Again, the theme of personal protection and concern for the well-being of other individuals is dominant in Ahsoka’ care-oriented outlook.

This reveal leads another worker to contact the Empire of Ahsoka’s existence, bringing an Inquisitor to the community to hunt her down. The result is the death of all the other farmers except the girl, her brother (the betrayer), and their father. In witnessing how her mere existence puts the lives of others in danger, Ahsoka decides to reconnect with Bail Organa.  First, she wants to help the remaining farmers to safety. But also, because she realizes she can no longer remain isolated.  She realizes that morality requires her to form new, meaningful relationships, or at least rekindle old ones. Thus, Ahsoka joins the budding Rebel Alliance.
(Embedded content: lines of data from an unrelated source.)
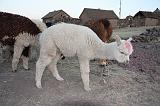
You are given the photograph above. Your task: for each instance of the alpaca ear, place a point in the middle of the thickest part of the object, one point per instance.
(129, 40)
(118, 40)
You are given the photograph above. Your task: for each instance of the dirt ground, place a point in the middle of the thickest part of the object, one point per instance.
(133, 84)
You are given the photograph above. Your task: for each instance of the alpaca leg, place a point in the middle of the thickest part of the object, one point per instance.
(84, 68)
(25, 62)
(17, 54)
(41, 64)
(53, 68)
(25, 57)
(103, 62)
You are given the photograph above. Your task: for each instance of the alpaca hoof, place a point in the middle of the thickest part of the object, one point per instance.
(38, 85)
(27, 69)
(14, 71)
(87, 89)
(60, 79)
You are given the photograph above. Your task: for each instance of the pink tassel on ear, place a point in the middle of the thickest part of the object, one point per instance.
(129, 46)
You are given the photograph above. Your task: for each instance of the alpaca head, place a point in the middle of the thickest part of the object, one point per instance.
(123, 50)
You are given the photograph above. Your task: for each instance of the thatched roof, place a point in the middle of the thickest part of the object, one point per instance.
(99, 13)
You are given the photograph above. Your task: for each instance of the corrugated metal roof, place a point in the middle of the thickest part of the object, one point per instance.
(52, 14)
(99, 13)
(147, 14)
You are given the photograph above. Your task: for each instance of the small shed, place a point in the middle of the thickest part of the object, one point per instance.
(55, 16)
(96, 14)
(146, 18)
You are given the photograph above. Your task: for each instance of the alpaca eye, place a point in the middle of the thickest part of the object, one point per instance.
(123, 53)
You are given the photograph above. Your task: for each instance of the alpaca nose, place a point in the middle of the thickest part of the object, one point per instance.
(127, 62)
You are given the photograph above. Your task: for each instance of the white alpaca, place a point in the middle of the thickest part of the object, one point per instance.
(18, 34)
(81, 41)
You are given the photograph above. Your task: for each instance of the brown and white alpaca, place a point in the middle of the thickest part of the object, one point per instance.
(103, 29)
(20, 33)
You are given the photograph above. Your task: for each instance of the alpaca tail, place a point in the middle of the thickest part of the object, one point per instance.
(62, 57)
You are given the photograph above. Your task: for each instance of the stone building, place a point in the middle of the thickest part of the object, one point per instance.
(145, 18)
(59, 16)
(95, 14)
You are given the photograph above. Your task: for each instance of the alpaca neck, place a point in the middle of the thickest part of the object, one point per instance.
(106, 51)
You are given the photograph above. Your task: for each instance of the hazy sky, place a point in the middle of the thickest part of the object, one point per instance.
(38, 8)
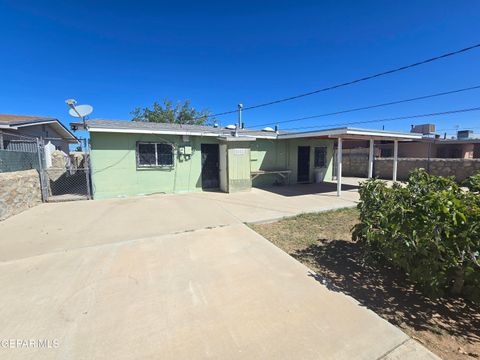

Tales of the Jedi lays out concrete versions of these different approaches to morality.  It expresses the justice-oriented approach through a disconnected, impersonal, male villain. This outlook leads to many negative consequences including a galactic war, all of which suggest the episodes are an argument against a justice-oriented moral outlook.  But it doesn’t merely say something is wrong with this approach.  It offers an alternative.  Through the story of a female, non-human hero, whose life is defined by her connections to others and concerns for the embodied suffering of those others, we get an argument for the care-oriented approach to morality.

James M. Okapal is Professor of Philosophy at Missouri Western State University. His research focuses on the intersection of ethics and literature with special interest in theories of moral status and friendship. He is the editor for McFarland’s Ethics and Culture Series.